France’s centrist party decimated in elections
PARIS — President Emmanuel Macron’s centrist party was decimated in this weekend’s regional elections and Marine Le Pen’s anti-immigration far-right party failed, throwing a hitch into expectations that the presidential race in 10 months will be a showdown between the two politicians.
A new script could emerge. The results of Sunday’s voting bolstered hopes of the mainstream conservative right, in disarray for years with a series of internal crises, to pose a serious challenge to both Macron and Le Pen in the presidential election in April 2022.

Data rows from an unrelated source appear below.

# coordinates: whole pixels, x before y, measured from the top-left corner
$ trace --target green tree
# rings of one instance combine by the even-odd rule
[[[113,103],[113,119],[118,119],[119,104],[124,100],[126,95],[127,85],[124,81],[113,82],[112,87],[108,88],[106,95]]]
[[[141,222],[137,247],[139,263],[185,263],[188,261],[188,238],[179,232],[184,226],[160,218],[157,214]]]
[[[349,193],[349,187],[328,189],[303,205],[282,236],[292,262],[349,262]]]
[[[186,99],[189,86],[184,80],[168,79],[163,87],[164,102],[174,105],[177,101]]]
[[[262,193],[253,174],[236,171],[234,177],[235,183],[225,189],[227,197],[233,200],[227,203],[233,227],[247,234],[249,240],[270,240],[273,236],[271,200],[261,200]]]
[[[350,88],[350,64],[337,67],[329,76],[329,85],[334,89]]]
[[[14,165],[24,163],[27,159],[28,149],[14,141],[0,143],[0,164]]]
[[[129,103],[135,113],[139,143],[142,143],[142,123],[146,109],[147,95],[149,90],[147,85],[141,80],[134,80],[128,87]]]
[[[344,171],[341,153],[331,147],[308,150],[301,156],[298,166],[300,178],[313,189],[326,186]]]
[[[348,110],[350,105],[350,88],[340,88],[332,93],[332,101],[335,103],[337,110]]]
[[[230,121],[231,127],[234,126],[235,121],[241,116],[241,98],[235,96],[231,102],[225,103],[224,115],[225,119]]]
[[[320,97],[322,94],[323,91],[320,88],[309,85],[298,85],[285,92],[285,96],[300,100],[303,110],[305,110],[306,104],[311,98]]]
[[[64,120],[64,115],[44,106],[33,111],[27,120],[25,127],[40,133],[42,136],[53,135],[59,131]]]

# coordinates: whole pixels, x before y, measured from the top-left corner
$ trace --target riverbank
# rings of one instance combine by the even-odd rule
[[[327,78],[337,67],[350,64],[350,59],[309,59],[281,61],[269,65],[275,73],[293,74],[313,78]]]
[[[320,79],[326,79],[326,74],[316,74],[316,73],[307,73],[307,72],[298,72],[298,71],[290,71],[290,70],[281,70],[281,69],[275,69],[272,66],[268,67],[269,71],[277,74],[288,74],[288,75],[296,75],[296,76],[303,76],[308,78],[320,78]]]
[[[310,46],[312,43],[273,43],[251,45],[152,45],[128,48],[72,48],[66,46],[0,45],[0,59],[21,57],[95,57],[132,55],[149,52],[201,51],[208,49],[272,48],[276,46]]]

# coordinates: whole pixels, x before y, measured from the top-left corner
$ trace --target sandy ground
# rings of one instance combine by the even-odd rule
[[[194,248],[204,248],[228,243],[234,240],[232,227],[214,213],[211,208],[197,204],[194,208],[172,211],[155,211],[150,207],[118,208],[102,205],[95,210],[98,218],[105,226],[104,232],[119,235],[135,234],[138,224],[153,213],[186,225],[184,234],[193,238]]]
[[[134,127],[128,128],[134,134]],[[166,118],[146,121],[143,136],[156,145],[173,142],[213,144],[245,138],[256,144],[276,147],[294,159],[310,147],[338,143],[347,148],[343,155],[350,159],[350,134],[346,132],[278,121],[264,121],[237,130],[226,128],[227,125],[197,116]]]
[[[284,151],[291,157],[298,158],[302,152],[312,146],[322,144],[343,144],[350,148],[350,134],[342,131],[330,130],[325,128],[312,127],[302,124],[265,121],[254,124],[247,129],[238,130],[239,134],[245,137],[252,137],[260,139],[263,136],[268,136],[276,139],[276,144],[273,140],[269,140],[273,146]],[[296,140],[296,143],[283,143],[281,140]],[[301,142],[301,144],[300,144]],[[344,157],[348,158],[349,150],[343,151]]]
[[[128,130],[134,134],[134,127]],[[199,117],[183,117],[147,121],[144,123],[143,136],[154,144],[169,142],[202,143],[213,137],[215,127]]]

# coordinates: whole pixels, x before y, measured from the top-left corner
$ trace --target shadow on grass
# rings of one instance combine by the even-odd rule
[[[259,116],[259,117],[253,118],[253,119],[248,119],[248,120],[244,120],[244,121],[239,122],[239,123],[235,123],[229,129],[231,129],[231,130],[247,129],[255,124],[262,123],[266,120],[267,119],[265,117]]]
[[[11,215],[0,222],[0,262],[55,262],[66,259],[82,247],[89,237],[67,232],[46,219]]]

French politics had long been dominated by the Socialists and Gaullist conservatives, but both forces were derailed by electoral losses and leadership crises. The Republicans party has been out of power since then-President Nicolas Sarkozy lost a reelection bid in 2012. Unpopular Socialist President Francois Hollande, who did not seek a second term, was supplanted by Macron, his economy minister, who swept from the wings to run in 2017 with a newly created party — and faced off against Le Pen.
The regional election results underlined the problems of Macron’s young Republic on the Move party, which had hoped to establish a regional foothold for the first time but failed to excite voters. During the last regional elections Macron’s party didn’t yet exist.
The regional map remained unchanged after Sunday’s voting, with the mainstream right holding onto its seven regions and the Socialists keeping their five, with all incumbents re-elected.